The Universitat Oberta de Catalunya is leading a project with Japanese and Polish researchers to automatically differentiate between original and fake multimedia content, using techniques from digital content forensics analysis, watermarking and AI.
Social media represents a major channel for the spreading of fake news and disinformation. This situation has been made worse with recent advances in photo and video editing and artificial intelligence tools, which make it easy to tamper with audiovisual files – for example with so-called deepfakes, which combine and superimpose images, audio and video clips to create montages that look like real footage.
Researchers from the K-riptography and Information Security for Open Networks (KISON) and the Communication Networks & Social Change (CNSC) groups of the Internet Interdisciplinary Institute (IN3) at the Universitat Oberta de Catalunya (UOC) have launched a new project to develop innovative technology that, using artificial intelligence and data concealment techniques, should help users to automatically differentiate between original and adulterated multimedia content, thus contributing to minimising the reposting of fake news. DISSIMILAR is an international initiative headed by the UOC including researchers from the Warsaw University of Technology (Poland) and Okayama University (Japan).
‘The project has two objectives: firstly, to provide content creators with tools to watermark their creations, thus making any modification easily detectable; and secondly, to offer social media users tools based on latest-generation signal processing and machine learning methods to detect fake digital content,’ explained Professor David Megías, KISON lead researcher and director of the IN3. Furthermore, DISSIMILAR aims to include ‘the cultural dimension and the viewpoint of the end user throughout the entire project’, from the designing of the tools to the study of usability in the different stages.
The danger of bias
Currently, there are basically two types of tools to detect fake news. Firstly, there are automatic ones based on machine learning, of which (currently) only a few prototypes are in existence.
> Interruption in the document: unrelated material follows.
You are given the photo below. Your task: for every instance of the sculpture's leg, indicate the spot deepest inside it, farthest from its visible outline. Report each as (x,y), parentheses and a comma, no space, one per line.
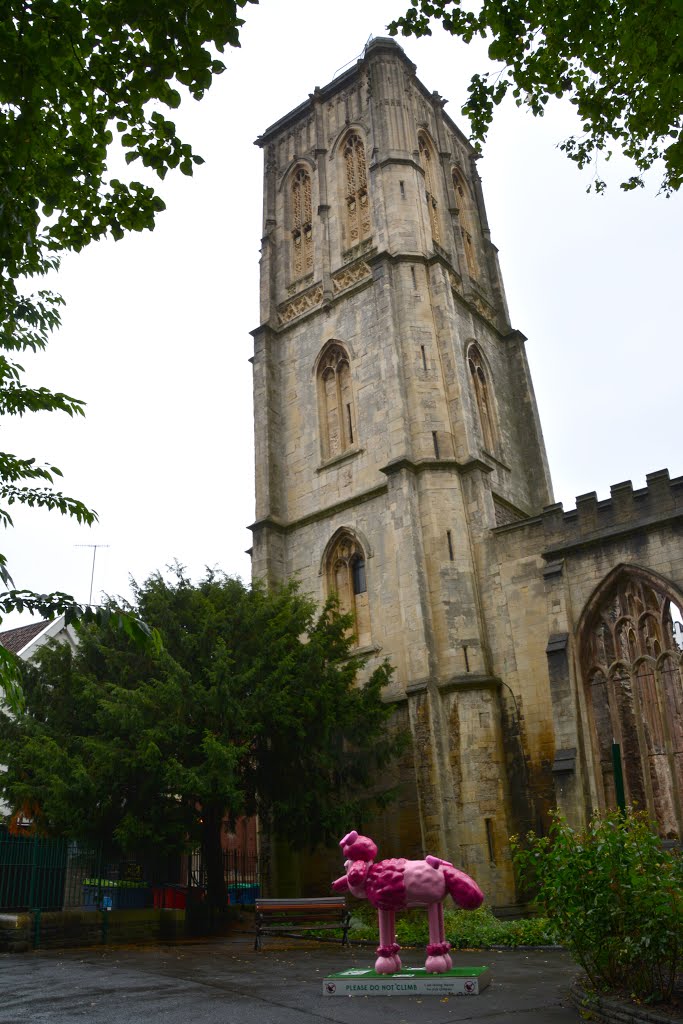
(438,961)
(441,932)
(387,962)
(394,944)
And, secondly, there are the fake news detection platforms featuring human involvement, as is the case with Facebook and Twitter, which require the participation of people to ascertain whether specific content is genuine or fake.
According to David Megías, this centralised solution could be affected by ‘different biases’ and encourage censorship. ‘We believe that an objective assessment based on technological tools might be a better option, provided that users have the last word on deciding, on the basis of a pre-evaluation, whether they can trust certain content or not,’ he explained.
For Megías, there is no ‘single silver bullet’ that can detect fake news: rather, detection needs to be carried out with a combination of different tools. ‘That’s why we’ve opted to explore the concealment of information (watermarks), digital content forensics analysis techniques (to a great extent based on signal processing) and, it goes without saying, machine learning’, he noted.
Automatically verifying multimedia files
Digital watermarking comprises a series of techniques in the field of data concealment that embed imperceptible information in the original file to be able ‘easily and automatically’ verify a multimedia file.
‘It can be used to indicate a content’s legitimacy by, for example, confirming that a video or photo has been distributed by an official news agency, and can also be used as an authentication mark, which would be deleted in the case of modification of the content, or to trace the origin of the data. In other words, it can tell if the source of the information (e.g. a Twitter account) is spreading fake content,’ explained Megías.
Digital content forensics analysis techniques
The project will combine the development of watermarks with the application of digital content forensics analysis techniques. The goal is to leverage signal processing technology to detect the intrinsic distortions produced by the devices and programs used when creating or modifying any audiovisual file.
These processes give rise to a range of alterations, such as sensor noise or optical distortion, which could be detected by means of machine learning models. ‘The idea is that the combination of all these tools improves outcomes when compared with the use of single solutions,’ stated Megías.
Studies with users in Spain, Poland and Japan
One of the key characteristics of DISSIMILAR is its ‘holistic’ approach and its gathering of the ‘perceptions and cultural components around fake news’. With this in mind, different user-focused studies will be carried out, broken down into different stages.